One of the most common lawsuits in franchising involves the “holdover” franchisee. In these cases, the franchise agreement has either expired (because the term has ended, and the franchisee has failed to renew), or it has been terminated (usually due to an alleged breach of the franchise agreement by the franchisee). The holdover franchisee, however, continues to operate his or her business as though nothing has changed and continues to use the franchisor’s trademarks and trade dress.

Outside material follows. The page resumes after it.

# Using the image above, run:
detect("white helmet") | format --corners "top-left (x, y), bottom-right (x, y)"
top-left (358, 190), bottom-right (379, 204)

In a typical termination or expiration situation, a franchisee is placed on notice that the franchise contract is no longer in effect and is required to de-identify his or her business by removing all signs and other materials bearing the franchisor’s trademarks. Additionally, it is mandatory under the contract for a terminated franchisee to alter the look and feel of the business (known as “trade dress”) to disassociate the former franchise from the franchise company. These changes are required by the franchisor to ensure that the general public no longer associates the former franchised location with the franchise company.
Sometimes, however, a franchisee will refuse to de-identify his or her business and will keep running it as though the franchise agreement was still in place. Because the franchise contract has been terminated, however, the prior franchisee no longer has the franchisor’s permission franchisor to continue using the company’s trademarks, trade dress, systems, and methods of operation. In those circumstances, the franchisor is almost always forced to seek a court order requiring the former franchisee to take down the signs, alter the trade dress, and otherwise force the holdover franchisee to comply with the post-termination obligations under the franchise contract.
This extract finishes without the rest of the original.